The first form of convergence is used in terms of technological tools. In this way, most of useful (and even useless) electronic devices are now integrated in smartphones. In fact, most smartphones include (or will include) features of “traditional” cell phones, but also, devices like cameras, computers (desktop or laptop), electronic agendas, GPS, MP3 players and video game consoles. Moreover, it seems like a matter of time (but perhaps lots of time) before everyone has its own smartphone.
The second form of convergence is translated by the increase in the number of technological tools and transportations that converges to the Internet. Nowadays, it is possible to have access to the Internet in any transportation vehicle (airplanes, cars, boats and trains), as well as via many technological tools (cell phones, computers, interactive digital televisions, interactive kiosks and smartphones). Linking this second form of convergence with the first form leads me to predict that the convergence in terms of technological tools in smartphones will also result in an explosion in the number of smartphones kit available for any type of other technological tool, similar to the iPod car kit.
Finally, the third form is the convergence of the content of media to the Internet. Thus, more and more media such as advertising billboards, magazines, newspapers, radio stations, SMS, and television networks, produce content that includes an expression such as “visit our website at …”, that refers to a specific Internet website. By linking this form of convergence with the other two, media such as advertising billboards, radio stations, SMS, and television networks, will be able (in a near future) to instantaneously converge to the Internet by using smartphones. In the case of magazines and newspapers, it is still hard to predict what will happen, but the decreasing number of subscribers who actually read them will tend to convey those two media to concentrate their effort towards niche markets.
In conclusion, if the “future is friendly” as the Telus catchphrase proposes, then everyone will end up in the next few years with a smartphone that they will be able to plug everywhere using some sort of kit. So, do you think the future is that friendly?

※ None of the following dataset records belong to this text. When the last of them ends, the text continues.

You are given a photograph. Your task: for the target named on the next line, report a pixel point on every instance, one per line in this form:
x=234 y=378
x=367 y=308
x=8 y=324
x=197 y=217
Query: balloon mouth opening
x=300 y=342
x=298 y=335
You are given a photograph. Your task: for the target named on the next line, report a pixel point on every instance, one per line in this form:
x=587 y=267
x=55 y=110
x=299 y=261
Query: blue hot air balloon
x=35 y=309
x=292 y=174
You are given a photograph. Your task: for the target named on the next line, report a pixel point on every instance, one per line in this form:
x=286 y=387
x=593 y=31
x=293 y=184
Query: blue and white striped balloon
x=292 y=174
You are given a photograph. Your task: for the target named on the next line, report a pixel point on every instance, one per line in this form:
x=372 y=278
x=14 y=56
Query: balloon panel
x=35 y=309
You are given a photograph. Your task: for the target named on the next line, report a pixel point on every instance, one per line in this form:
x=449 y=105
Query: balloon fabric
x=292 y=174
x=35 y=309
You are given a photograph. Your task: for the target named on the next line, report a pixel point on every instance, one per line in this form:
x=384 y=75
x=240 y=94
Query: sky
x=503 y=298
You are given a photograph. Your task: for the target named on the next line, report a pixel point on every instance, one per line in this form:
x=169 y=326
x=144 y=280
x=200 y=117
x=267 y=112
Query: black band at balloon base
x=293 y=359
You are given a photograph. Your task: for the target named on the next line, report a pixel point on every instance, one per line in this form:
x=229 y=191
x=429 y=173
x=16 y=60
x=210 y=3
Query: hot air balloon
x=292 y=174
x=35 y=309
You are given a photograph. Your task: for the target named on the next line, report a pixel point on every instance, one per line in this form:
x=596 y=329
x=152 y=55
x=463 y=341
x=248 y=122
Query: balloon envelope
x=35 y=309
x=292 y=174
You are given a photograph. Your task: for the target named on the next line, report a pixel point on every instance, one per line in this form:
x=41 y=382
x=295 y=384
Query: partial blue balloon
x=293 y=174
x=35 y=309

The famous expression “Big Brother is watching you”, directly taken from George Orwell’s visionary book entitled 1984, written in 1948 and published in 1949, hits the field of marketing one more time. And this time, in-store advertisers are the “evil” marketers involved. In this way, in-store advertisers have started to use facial recognition software incorporated into displays to gather consumers’ information such as gender, age and ethnicity (through skin pigmentation) in order to (with a millisecond lag time) target these consumers with personalized interactive ads. This in-store practice is labeled “ad targeting” and parallels the online commonly used practice of “behavioral targeting”, but in an offline store context. This new practice can also be seen as an extension of the detailed procedure described in the well-acclaimed 1999 business best-seller book “Why We Buy – The Science of Shopping” by Paco Underhill, in which the analyst is hiding near the consumer and noting on a track sheet every single characteristic and movement he, the consumer, makes.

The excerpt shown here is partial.